I know how difficult it is to get a private member’s bill through, but I am determined. In the house last December it was Conservative M.P. Harold Albrecht who retrieved this bill from a post-prorogation stack of private members’ bills. Introducing it to his colleagues, he cited federal government initiatives to enhance Canada’s autism evidence base and raised public awareness. Mr. Albrecht also emphasized the importance of bringing together researchers, clinicians, policy-makers, parents and other key stakeholders to identify effective treatment and diagnostic techniques.

I am grateful to Mr. Albrecht for recognizing and championing the purpose of this bill, and to other members of Parliament who rose to endorse it. One of them is my friend, Conservative M.P. Mike Lake. We have talked a lot and we have shared a lot of experiences. He has talked candidly about his home life with his teenage son, Jaden. Jaden is autistic. You have seen Jaden on the Hill with his dad. No one but a parent can help us really understand the day-in, day-out challenges of raising a child with this complex disorder. I was generally moved by Mike and his homage to his wife and daughter, his gratitude for their constant patience and love.

It is those personal connections we have with autism that really move us. Though most honourable senators here today might not have known what autism was 20 years ago, I would say that every one of us now knows at least one child with a form of autism. Whether that child is a family member or a son or a daughter of a friend, we feel the proximity of the disorder.

If you have talked to anyone with a child with autism, you most certainly must have been touched by their stories. At speaking engagements that take me across the country, I meet families coping with autism on an hourly, daily, weekly, yearly basis. I have heard stories of parents desperately waiting to get their children into therapy programs. I have met parents, and I am sure many in this house know of parents, who have just uprooted their lives. Friends of mine in Atlantic Canada who are not getting the services in one particular province have to go west, where there are better services in Alberta and British Columbia. It is not about the oil; it is about the family. It is about the child.

All the worries and trials are distinct, except this one: What will happen to my child when I can no longer carry the load, when I am no longer here? It is a thought that haunts each and every parent of a child with autism, and their concern is legitimate. The care and housing options for autistic adults in this country are at best meagre.
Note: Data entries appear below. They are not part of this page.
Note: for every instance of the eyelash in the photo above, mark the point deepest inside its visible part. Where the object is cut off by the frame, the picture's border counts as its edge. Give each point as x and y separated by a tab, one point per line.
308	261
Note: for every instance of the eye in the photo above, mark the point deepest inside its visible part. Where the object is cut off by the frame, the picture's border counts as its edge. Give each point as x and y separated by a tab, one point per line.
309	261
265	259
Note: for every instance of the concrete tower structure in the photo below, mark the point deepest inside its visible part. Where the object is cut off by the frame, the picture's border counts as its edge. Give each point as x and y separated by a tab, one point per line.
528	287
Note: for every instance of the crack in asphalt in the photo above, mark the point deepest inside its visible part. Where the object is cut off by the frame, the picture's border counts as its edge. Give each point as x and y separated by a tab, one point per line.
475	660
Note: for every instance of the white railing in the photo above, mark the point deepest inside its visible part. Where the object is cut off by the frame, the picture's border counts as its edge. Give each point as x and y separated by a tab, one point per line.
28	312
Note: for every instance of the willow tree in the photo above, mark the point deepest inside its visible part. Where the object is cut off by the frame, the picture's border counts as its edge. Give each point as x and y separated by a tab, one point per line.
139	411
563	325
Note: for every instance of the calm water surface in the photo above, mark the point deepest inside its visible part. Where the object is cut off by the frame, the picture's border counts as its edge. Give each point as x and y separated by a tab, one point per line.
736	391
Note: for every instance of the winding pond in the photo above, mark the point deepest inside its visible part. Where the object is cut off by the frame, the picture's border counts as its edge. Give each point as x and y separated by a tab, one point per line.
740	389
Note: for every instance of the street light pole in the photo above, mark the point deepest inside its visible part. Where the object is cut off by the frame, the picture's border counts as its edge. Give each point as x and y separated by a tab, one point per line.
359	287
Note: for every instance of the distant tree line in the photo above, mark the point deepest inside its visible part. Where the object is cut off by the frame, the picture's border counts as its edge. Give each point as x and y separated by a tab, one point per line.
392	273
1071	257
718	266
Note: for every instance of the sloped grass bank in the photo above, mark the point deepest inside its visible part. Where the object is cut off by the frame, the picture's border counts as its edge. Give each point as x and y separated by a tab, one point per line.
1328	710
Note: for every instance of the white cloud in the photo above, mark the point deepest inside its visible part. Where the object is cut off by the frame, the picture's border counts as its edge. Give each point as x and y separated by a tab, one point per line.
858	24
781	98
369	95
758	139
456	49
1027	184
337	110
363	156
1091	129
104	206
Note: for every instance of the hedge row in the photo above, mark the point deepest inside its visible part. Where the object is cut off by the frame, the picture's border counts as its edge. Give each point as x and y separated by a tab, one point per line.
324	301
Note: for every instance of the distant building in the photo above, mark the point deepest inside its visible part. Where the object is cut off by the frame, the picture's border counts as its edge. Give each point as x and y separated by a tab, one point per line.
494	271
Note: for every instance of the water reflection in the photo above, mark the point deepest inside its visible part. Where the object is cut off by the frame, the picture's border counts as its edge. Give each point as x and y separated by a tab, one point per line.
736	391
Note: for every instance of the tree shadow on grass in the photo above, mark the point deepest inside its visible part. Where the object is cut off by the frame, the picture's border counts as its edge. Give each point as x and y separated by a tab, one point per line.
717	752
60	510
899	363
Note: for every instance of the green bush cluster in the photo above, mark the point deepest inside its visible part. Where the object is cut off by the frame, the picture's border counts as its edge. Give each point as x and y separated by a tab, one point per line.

This bill has only one operative clause. It will not change the reality of families affected by autism. They will still have to fight to get treatments and make sacrifices to pay for these treatments. However, I firmly believe that when the argument is made that this is a provincial jurisdiction, that this belongs to the provinces — no, this belongs to Canada. I really believe that. The time has come for a Marshall Plan dealing with autism where federal health officials, the federal health minister and those involved in social services in the provinces actually sit down and put together a national autism strategy so that more money, millions more, can be spent on research. To me, there are no borders when it comes to autism. This is a national issue.

What this modest bill can do, though, is show the families that they matter, autism matters, that the people of Canada respect them for doing the best they can in the name of their children, brothers, sisters, grandchildren, nieces and nephews. World Autism Awareness Day will also spark awareness among the citizens of this country about autism, its symptoms, the people affected by it and the need to address the crisis it has become.

I want to thank honourable senators for your attention and for sharing in the effort we can all make to pass this bill in time to celebrate World Autism Awareness Day on April 2, 2012.